Relying solely on system data to make judgments about individual engineers does not lead to good outcomes. Engineering contributions come in many different shapes, sizes and frequencies – not to mention coding languages.
While there are no doubt individuals out there who are attempting to get paid for no work or to be deceptive in their actual contributions, these folks aren’t the norm, and definitely aren’t 10% of your team. The best way to understand whether and where this might be happening is by listening to your teams.
How to actually measure engineering effectiveness
So how should an engineering leader measure developer performance? Here are some tips:
- Be clear about role expectations. If you’re surprised by some devs delivering code changes infrequently, take a look at the other contributions they may be making. Are they involved in scoping and shaping work? Are they playing a key role in turning around reviews quickly? Are they mentoring more junior members of the team? If you know an individual’s expected code contributions are fractional, engineering management platforms like Jellyfish allow you to formalize that role in the roster configuration so you don’t overindex on a subset of data.
- Pay attention to how work output aligns with team mission. If a team with a KTLO mission is spending more and more time on experiments and growth opportunities, engage the team to figure out why. The same holds in the opposite scenario when a growth-focused team hits an uptick in KTLO work. Contrasting the nature of the work being shipped with the stated mission of the team allows you to hone in on teams working in a way that’s not aligned with the organizational plan.
- Keep an eye on Unlinked PRs. If your devs are consistently shipping code that has no connection to ticket systems like Jira, then you have some problems in your Software Development Lifecycle (SDLC) process. This code is essentially “off the books”. Engage these teams on the need to and benefits of linking code changes to issue tracking systems.
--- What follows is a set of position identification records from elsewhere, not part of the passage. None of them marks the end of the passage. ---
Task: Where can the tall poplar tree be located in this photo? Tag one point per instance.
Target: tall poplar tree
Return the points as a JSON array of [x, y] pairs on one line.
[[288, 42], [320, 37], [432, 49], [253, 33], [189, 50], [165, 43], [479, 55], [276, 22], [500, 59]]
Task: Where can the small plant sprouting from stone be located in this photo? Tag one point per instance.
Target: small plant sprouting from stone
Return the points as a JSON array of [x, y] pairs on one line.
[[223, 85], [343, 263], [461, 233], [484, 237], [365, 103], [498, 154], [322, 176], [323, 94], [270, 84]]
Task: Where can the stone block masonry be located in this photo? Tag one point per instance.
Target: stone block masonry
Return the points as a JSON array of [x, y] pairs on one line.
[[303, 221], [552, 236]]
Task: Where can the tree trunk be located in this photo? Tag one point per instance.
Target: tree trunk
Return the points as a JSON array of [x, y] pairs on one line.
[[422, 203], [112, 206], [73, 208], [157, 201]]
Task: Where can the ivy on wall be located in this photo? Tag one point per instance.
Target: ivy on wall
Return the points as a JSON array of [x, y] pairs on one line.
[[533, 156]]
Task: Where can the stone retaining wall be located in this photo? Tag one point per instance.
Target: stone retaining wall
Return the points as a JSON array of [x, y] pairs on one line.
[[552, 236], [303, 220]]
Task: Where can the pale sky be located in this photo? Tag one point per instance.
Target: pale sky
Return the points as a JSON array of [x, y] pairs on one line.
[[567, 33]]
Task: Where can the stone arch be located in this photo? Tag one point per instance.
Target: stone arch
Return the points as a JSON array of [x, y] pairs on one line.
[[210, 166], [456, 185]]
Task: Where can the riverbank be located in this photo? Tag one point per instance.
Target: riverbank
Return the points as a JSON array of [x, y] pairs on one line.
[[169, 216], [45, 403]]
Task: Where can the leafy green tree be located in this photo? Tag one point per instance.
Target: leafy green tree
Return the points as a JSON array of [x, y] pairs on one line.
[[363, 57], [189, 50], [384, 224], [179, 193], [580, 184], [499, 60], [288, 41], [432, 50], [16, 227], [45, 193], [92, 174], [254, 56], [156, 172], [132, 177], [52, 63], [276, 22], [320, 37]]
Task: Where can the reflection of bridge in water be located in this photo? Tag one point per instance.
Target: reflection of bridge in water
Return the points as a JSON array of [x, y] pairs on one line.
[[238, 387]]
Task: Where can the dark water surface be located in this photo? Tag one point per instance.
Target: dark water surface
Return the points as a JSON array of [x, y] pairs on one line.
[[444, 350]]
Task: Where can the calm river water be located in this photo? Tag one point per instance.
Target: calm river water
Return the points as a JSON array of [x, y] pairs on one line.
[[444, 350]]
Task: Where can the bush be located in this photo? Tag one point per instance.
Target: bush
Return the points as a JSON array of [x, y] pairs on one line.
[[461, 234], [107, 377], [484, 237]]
- Listen to your engineers. It’s important to understand the qualitative Developer Experience of your teams with periodic check-ins and surveys; give them opportunities to speak up if they feel like a teammate is unfairly dodging work and putting an undue burden on the rest of the team.
- Above all, assume good intent on the part of your engineers. Just because the metrics indicate inactivity, it doesn’t mean an engineer isn’t doing important work. The vast majority of engineers want to build software that helps the business – very few are trying to coast along under the radar.
Engineering productivity is important, and managers have a responsibility to ensure their teams are doing good work. But chasing ghosts and looking for scapegoats is never a good solution for boosting performance. If you really want to understand what’s going on in your engineering organization, follow the data and talk to the engineers themselves.